Un peu de technique pour comprendre la situation actuelle de l’euskara !
Philippe Blanchet, sociolinguiste provençal exerçant à l’université Rennes 2, s’est fait connaître du grand public pour ses travaux concernant la glottophobie : « discriminations à prétexte linguistique ». Vous aurez l’occasion d’en savoir plus en lisant un prochain article, ici-même.
Blanchet mène actuellement des travaux, ponctués de conférences publiques, concernant la distinction entre langue minoritaire et minorée (ou minorisée). Ah bon, ce n’est pas la même chose ?? Eh bien non, et la distinction est très importante pour, par exemple, comprendre la situation actuelle de l’euskara, ou d’autres langues du monde.
En regardant plus en détail, cela donne :
- Langue minoritaire (vous l’avez à l’oreille, c’est sûr) : langue à peu de locuteurs, ou en perte de locuteur.
- Langue minorée (ah bon, vous l’avez moins celle-là ?) : langue à peu d’espaces vitaux, ou en perte d’espaces vitaux.
Les espaces vitaux assurent la transmission et l’usage social d’une langue, et ne sont ni plus, ni moins, que les espaces qui ponctuent le quotidien d’une société : la famille, la crèche, l’école, le centre de loisirs… mais aussi la boulangerie, le café, le marché, la mairie, le médecin, le travail… dans le cas de l’Europe occidentale.
Moins il y a d’espaces vitaux (langue minorée), moins il y a de locuteurs (langue minoritaire), comme l’avait soutenu, dès les années 1980, José Maria Sanchez Carrion Txepetx, sociolinguiste spécialiste de la revitalisation de l’euskara. Une langue deviendrait donc minoritaire en étant minorée ?
Juste un café (kafe bat)
Pour la sociolinguiste basque Jone Miren Hernandez, il est fondamental d’être conscient de la situation minorée d’une langue, pour que ses locuteurs et la société dans laquelle ils et elles vivent s’organisent pour revitaliser une langue, et lui assurer des espaces vitaux pour sa transmission et son usage social, dans un monde qui continuerait à être plurilingue et interculturel.

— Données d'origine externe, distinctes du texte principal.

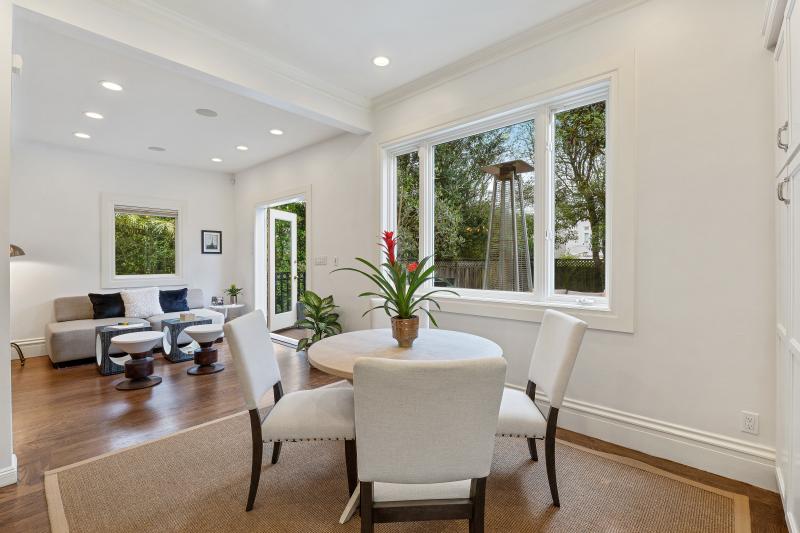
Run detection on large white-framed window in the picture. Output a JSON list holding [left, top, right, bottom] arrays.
[[101, 194, 185, 288], [381, 75, 633, 331]]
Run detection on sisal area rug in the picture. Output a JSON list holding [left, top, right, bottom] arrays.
[[45, 413, 750, 533]]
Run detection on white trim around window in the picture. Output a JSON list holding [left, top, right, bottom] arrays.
[[100, 193, 186, 289], [380, 68, 635, 332]]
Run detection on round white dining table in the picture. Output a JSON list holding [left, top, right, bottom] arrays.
[[308, 328, 503, 381]]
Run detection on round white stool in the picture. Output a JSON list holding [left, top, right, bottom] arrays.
[[111, 331, 164, 390], [183, 324, 225, 376]]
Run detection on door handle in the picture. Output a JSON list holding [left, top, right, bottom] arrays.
[[777, 120, 789, 152], [776, 177, 791, 205]]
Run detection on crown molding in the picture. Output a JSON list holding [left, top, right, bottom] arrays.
[[372, 0, 648, 111], [96, 0, 370, 109]]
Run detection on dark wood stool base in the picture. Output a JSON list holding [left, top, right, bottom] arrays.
[[116, 376, 161, 390], [186, 363, 225, 376], [186, 341, 225, 376], [116, 350, 161, 390]]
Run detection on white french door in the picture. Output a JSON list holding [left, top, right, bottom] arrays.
[[268, 209, 297, 331]]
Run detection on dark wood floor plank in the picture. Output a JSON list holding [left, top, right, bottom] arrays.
[[0, 343, 787, 533]]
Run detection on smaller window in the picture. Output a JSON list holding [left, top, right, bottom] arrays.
[[100, 194, 184, 288], [114, 206, 178, 276]]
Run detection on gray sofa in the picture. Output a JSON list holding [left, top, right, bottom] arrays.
[[44, 289, 225, 363]]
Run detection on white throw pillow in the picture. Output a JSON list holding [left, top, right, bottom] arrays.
[[120, 287, 164, 318]]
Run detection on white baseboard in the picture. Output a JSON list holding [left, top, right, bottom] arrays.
[[508, 385, 780, 490], [775, 465, 800, 533], [0, 453, 17, 487], [9, 337, 47, 360]]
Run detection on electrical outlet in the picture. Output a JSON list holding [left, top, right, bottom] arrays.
[[739, 411, 758, 435]]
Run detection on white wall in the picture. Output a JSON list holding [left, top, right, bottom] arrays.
[[235, 135, 379, 329], [11, 142, 236, 355], [0, 0, 17, 487], [236, 0, 775, 488]]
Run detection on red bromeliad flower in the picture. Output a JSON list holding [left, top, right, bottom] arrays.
[[383, 231, 397, 266]]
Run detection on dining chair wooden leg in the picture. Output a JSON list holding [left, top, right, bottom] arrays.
[[344, 440, 358, 494], [361, 481, 375, 533], [469, 477, 486, 533], [245, 409, 264, 511], [272, 442, 283, 465], [528, 439, 539, 461], [544, 407, 561, 507]]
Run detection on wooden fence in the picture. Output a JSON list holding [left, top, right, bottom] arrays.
[[436, 258, 605, 293]]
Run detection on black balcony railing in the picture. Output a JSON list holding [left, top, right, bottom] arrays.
[[275, 272, 306, 313]]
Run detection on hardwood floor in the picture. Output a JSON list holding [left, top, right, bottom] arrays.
[[0, 343, 787, 533]]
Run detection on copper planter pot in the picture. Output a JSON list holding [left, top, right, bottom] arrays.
[[392, 316, 419, 348]]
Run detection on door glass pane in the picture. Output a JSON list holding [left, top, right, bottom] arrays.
[[434, 120, 536, 291], [273, 220, 292, 314], [553, 101, 606, 296], [395, 152, 419, 263]]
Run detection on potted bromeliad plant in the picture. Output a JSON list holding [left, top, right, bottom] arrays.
[[334, 231, 458, 348], [296, 291, 342, 352], [225, 283, 243, 305]]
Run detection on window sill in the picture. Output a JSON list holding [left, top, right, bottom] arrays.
[[436, 295, 633, 333]]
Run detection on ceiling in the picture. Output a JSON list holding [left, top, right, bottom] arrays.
[[13, 17, 342, 173], [128, 0, 593, 98]]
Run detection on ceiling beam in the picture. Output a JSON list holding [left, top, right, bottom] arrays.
[[14, 0, 371, 134]]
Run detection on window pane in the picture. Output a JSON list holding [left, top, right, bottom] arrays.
[[554, 102, 606, 296], [114, 211, 177, 276], [395, 152, 419, 263], [434, 120, 536, 291]]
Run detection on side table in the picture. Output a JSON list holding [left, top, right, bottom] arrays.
[[161, 318, 211, 363], [94, 324, 150, 376], [208, 304, 244, 322]]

En vous mettant à la place d’un bascophone qui souhaite commander un café (kafe bat) en euskara dans un environnement urbain (et presque exclusivement francophone) du Pays Basque nord, imaginez-vous mieux ses doutes et ses craintes, mais aussi (et surtout) ce qu’il y a à mettre en place pour que cela se fasse de manière la plus naturelle possible ?
Un paysage linguistique sécure, une attitude positive envers la personne bascophone, quelques mots en euskara en écho aux siens… Voilà un premier pas concret pour que la langue basque soit un peu moins minorée… et que vous ressentiez l’euskara en vous… pour franchir le cap de l’apprendre, et ainsi rejoindre le million de locuteurs euskaldun?